Additionally, the UK launched the Innovative Licensing and Access Pathway (ILAP) last year, a new pathway supporting innovative approaches to the safe, timely and efficient development of medicines to improve patient access. The pathway involves an Innovation Passport designation, a Target Development Profile and provides applicants (UK based or global) with access to a toolkit to support all stages of the design, development and approvals process of new drugs and treatments.

Balancing patient centricity, innovation, and regulatory changes

The next 12 months will be an important test to see how these regulations come to fruition, and what these changes mean in practice for the sector. The industry has already been putting patient centricity and innovation at the front and centre of its processes; and these new regulations should work in tandem with initiatives currently in place to provide a more harmonised approach across the sector.

Regardless of the approach to clinical trials (be it a traditional method or a DCT), regulators have the safety of individuals and public health as foundations.
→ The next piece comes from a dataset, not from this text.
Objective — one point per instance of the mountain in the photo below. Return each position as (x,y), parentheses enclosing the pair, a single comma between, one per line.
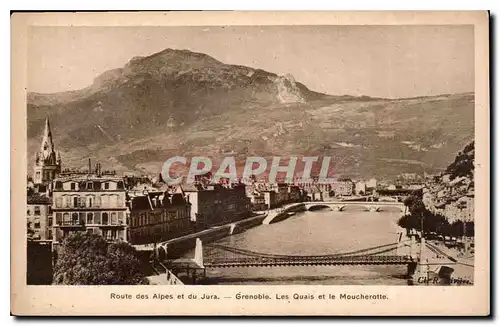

The pace of technological change is continuously accelerating, so having regulators invest time in understanding and embracing innovation will continue to be important going forward. This will allow them to continue to protect patients and public health, whilst also ensuring that innovation is not stifled. If regulators continue to show pragmatism and a willingness to engage with all relevant industry stakeholders; then the life sciences and healthcare sector will continue to thrive, advance, and keep patient centricity at its heart.